CristoJV · March 7, 2024, 1:52pm

I’m working on integrating dynamic batching into a Vision Transformer (ViT) + LSTM Network. This technique involves extracting features from a series of images, with the input vector being (Batch x Sequence x C x H x W). Given that sequence lengths vary, they are adjusted through padding with empty frames to maintain uniformity.

To optimize processing and avoid unnecessary computations on these padded frames, which could also impact negatively gradient computations, I’ve implemented a loop that selectively applies the ViT feature extractor only on valid frames.

My concern revolves around the potential implications this approach might have on fine-tuning the feature extractor, particularly in relation to the gradient computations.

I’m curious about whether applying the feature extractor to different frames in a loop could impact gradient calculations.

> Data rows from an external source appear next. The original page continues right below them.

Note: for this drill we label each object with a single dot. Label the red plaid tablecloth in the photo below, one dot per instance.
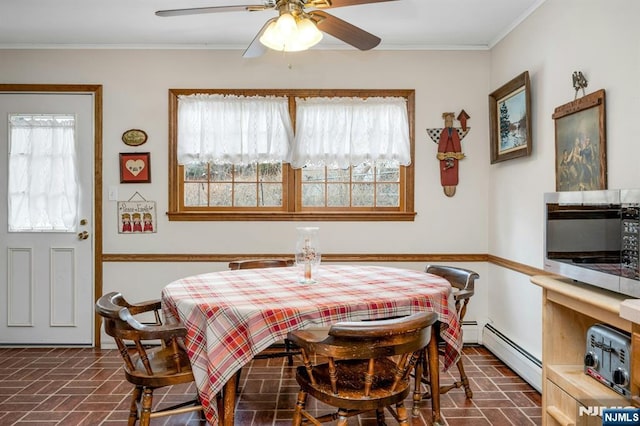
(233, 315)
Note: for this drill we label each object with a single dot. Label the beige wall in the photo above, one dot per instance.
(601, 39)
(135, 96)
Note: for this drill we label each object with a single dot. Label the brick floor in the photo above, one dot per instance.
(86, 387)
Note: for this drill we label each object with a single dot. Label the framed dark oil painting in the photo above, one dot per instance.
(581, 161)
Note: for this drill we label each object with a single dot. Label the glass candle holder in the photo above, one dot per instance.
(307, 252)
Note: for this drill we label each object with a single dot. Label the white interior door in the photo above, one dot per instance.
(46, 273)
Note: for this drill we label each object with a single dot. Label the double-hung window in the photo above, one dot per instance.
(291, 155)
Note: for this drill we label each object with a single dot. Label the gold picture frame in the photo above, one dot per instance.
(510, 120)
(580, 138)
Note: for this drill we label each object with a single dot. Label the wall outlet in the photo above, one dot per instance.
(113, 193)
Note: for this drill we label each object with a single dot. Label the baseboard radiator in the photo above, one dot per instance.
(513, 355)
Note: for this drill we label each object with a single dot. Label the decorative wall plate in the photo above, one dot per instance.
(134, 137)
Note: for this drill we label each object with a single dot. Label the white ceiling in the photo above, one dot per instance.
(402, 24)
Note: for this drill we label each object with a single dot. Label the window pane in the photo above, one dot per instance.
(195, 172)
(362, 194)
(221, 172)
(220, 194)
(338, 195)
(195, 194)
(363, 173)
(246, 173)
(388, 174)
(338, 175)
(244, 195)
(270, 195)
(270, 172)
(313, 195)
(313, 174)
(387, 195)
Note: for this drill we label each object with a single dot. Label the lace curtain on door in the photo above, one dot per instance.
(43, 189)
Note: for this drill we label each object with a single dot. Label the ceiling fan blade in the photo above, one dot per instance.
(350, 34)
(326, 4)
(213, 9)
(256, 48)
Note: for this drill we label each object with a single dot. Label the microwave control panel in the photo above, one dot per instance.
(630, 261)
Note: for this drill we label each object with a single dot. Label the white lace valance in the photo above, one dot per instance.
(341, 132)
(233, 129)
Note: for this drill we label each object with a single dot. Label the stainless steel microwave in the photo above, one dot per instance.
(593, 237)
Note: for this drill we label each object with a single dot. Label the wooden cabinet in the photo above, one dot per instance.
(569, 309)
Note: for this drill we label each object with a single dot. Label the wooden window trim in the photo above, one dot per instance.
(293, 210)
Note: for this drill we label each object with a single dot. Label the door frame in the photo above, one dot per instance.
(96, 91)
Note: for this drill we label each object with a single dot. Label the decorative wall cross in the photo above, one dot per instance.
(450, 152)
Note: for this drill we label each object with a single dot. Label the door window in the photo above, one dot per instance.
(43, 178)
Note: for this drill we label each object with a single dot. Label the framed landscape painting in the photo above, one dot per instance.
(581, 161)
(510, 119)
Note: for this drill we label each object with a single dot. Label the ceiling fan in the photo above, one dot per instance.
(295, 28)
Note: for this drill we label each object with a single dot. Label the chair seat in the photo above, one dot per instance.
(165, 372)
(351, 383)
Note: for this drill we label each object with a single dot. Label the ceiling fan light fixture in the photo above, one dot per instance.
(308, 32)
(283, 36)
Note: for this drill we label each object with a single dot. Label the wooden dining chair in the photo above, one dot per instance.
(368, 367)
(260, 263)
(146, 366)
(271, 352)
(463, 281)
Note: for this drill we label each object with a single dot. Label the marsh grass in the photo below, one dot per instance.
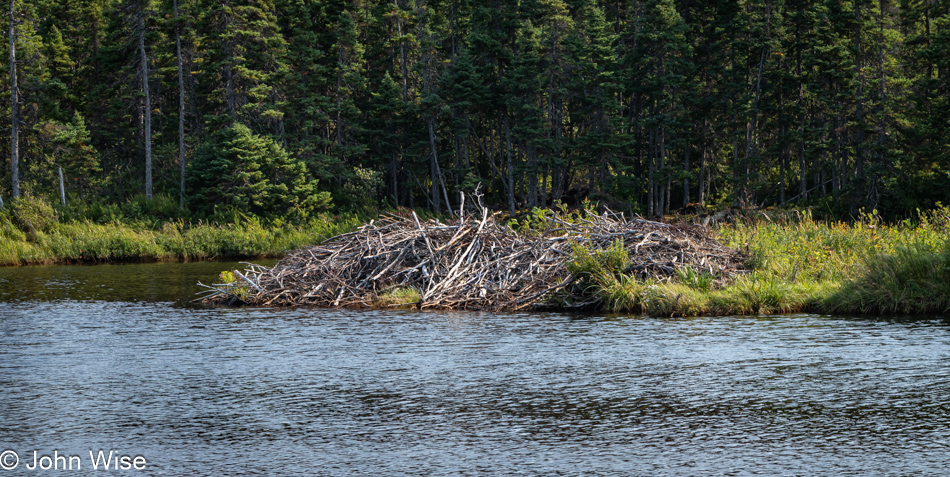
(805, 265)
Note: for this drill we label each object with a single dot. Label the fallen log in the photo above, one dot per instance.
(472, 264)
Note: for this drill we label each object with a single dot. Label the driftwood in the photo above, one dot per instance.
(472, 263)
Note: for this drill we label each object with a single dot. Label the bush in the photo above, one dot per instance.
(33, 214)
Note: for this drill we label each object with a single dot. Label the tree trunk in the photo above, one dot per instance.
(147, 104)
(434, 168)
(181, 105)
(14, 111)
(686, 176)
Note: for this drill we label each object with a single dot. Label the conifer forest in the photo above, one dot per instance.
(284, 108)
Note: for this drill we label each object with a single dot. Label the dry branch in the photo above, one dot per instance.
(471, 264)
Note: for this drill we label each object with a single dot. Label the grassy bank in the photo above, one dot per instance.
(806, 265)
(42, 236)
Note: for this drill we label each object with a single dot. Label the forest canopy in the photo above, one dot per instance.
(276, 106)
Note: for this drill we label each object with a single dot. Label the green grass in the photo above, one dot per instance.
(86, 241)
(804, 265)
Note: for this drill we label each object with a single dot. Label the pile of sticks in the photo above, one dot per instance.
(471, 263)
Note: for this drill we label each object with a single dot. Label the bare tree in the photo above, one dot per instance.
(147, 104)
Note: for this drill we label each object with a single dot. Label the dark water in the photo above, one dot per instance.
(101, 357)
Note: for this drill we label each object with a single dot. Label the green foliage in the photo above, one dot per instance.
(399, 297)
(701, 280)
(33, 214)
(239, 171)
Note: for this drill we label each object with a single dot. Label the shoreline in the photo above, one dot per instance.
(792, 265)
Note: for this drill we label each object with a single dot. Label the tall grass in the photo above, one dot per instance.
(807, 265)
(84, 240)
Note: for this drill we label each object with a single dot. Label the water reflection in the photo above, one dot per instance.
(304, 392)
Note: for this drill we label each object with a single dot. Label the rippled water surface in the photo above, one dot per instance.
(109, 357)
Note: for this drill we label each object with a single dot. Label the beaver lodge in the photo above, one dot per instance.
(475, 263)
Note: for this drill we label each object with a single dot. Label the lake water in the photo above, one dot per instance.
(111, 357)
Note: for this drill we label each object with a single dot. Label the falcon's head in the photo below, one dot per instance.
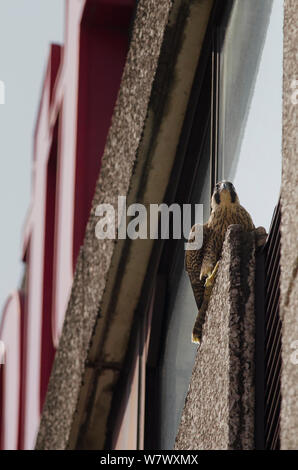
(224, 194)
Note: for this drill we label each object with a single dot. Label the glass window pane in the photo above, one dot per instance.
(251, 105)
(179, 352)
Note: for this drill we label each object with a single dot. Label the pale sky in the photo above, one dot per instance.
(27, 27)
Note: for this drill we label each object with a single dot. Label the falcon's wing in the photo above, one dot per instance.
(193, 262)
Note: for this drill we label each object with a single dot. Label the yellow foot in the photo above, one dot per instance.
(195, 338)
(211, 278)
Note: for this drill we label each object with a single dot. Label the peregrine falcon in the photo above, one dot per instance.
(202, 264)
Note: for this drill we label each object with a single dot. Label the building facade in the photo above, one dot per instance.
(156, 101)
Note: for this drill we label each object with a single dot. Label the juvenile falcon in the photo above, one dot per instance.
(202, 264)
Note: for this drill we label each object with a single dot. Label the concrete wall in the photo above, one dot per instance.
(219, 408)
(289, 228)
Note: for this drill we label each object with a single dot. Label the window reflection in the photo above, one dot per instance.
(251, 105)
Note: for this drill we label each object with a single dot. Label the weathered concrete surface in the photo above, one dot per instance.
(95, 258)
(219, 408)
(289, 232)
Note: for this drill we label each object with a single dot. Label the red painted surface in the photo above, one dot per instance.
(103, 49)
(80, 89)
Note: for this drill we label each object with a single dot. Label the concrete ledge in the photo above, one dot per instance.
(219, 408)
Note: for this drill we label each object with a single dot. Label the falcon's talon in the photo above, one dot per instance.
(202, 264)
(211, 278)
(195, 339)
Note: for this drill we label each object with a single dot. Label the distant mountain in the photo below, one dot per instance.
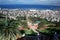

Below is the code snippet for reference:

class ViTLSTM_DynamicBatching(ViTLSTM):

    def forward(self, x, lengths):
        batch_size, seq_len, channels, height, width = x.shape

        # Apply the feature extractor to each frame

        max_length = max(lengths)
        device = x.device

        # Placeholder for extracted features
        features = torch.zeros(
            (batch_size, max_length, self.lstm_input_size), device=device
        )

        for i in range(batch_size):
            # Select non-padded frames for this sequence
            sequence_frames = x[i, : lengths[i]]
            # Flatten the sequence to fit the feature extractor input shape
            sequence_frames = sequence_frames.view(-1, channels, height, width)
            # Extract features
            sequence_features = self.feature_extractor(sequence_frames)[0][
                :, 0, :
            ]
            # Add the features to the placeholder
            features[i, : lengths[i]] = sequence_features

        features = features.view(batch_size, seq_len, -1)
        lengths = lengths.to("cpu").long()
        packed_features = nn.utils.rnn.pack_padded_sequence(
            features, lengths, batch_first=True, enforce_sorted=False
        )

        # Apply the LSTM
        packed_output, _ = self.ltsm(packed_features)
        ltsm_out, _ = nn.utils.rnn.pad_packed_sequence(
            packed_output, batch_first=True
        )
        # Apply pooling to the output of the LSTM
        pooled_out = torch.mean(ltsm_out, dim=1)

        # Apply the fc
        outputs = self.fc(pooled_out)
        return outputs

Note that in a production environment, the strategy involves directly passing the features stored in a buffer to the LSTM network, allowing both computations to be parallelized.